Union Minister and Bharatiya Janata Party (BJP) leader Mukhtar Abbas Naqvi on Wednesday slammed Rajya Sabha MP and Trinamool Congress (TMC) leader Derek O'Brien for comparing Parliamentary proceedings with making 'papri chaat'.
Mukhtar Abbas Naqvi urged Derek O'Brien not to turn Parliament into a fish market. The Union Minister said that it's part of a conspiracy to malign Parliament's dignity.
"If he's allergic to 'chaat-papri', he can have fish curry. But don't turn Parliament into fish market. Unfortunately, the manner in which work is being done with conspiracy to malign Parliament's dignity, was never seen before," Naqvi was quoted as saying by news agency ANI.
"If you malign the dignity of the Parliament, such activities are neither in their interest nor ours. It is not even in the interest of Parliament traditions," he added.
Referring to passage of bills in Parliament, the TMC leader on Monday had said on Twitter, “In the first 10 days, Modi-Shah rushed through and passed 12 Bills at an average time of UNDER SEVEN MINUTES per Bill...Passing legislation or making papri chaat!”

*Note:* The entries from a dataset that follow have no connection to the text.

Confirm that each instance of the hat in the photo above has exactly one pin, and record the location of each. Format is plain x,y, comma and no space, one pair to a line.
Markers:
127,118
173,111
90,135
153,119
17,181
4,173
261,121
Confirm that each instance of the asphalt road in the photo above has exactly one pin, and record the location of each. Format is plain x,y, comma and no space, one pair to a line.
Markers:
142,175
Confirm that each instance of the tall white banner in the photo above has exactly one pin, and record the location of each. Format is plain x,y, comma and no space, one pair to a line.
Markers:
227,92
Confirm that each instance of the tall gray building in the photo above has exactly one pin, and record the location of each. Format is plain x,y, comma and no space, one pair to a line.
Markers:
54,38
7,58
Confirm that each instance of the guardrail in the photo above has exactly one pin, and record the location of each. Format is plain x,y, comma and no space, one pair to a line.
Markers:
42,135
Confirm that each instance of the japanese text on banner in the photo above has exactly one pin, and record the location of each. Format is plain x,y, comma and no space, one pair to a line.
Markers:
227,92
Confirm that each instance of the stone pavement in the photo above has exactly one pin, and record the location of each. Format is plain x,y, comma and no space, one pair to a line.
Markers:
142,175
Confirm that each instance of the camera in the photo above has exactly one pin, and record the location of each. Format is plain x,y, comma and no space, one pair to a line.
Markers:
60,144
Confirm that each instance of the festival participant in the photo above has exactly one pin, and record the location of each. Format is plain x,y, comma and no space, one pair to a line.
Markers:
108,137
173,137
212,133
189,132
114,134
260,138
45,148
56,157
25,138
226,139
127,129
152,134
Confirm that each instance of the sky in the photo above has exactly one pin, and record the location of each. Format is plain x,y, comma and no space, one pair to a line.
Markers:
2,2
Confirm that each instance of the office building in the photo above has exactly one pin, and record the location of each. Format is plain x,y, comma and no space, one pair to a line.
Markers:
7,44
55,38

Prime Minister Narendra Modi also disapproved of the TMC MP’s comment. After Prime Minister Narendra Modi's disapproval of his 'papri chaat' comment on passing of bills, TMC Rajya Sabha MP Derek O'Brien on Tuesday said his intention was to use a cultural idiom to connect with the people over the serious issue and asked if the PM would be happier if he used the word "dhokla" instead.
He stressed that the real issue was the hurried passing of bills in both the Houses without any discussions and even went on to say that the prime minister's reaction showed that the "TMC is setting the agenda".
"The TMC is setting the agenda and the PM is replying. Nowhere has the PM disputed the number we have put out of seven minutes. It is a cultural idiom that people understand. Would PM be happier if I used 'dhokla' instead?" the Trinamool Congress leader later told reporters.
"I speak in the language of the people. I have taken a serious fact and used a popular cultural idiom to spread the message," O'Brien said.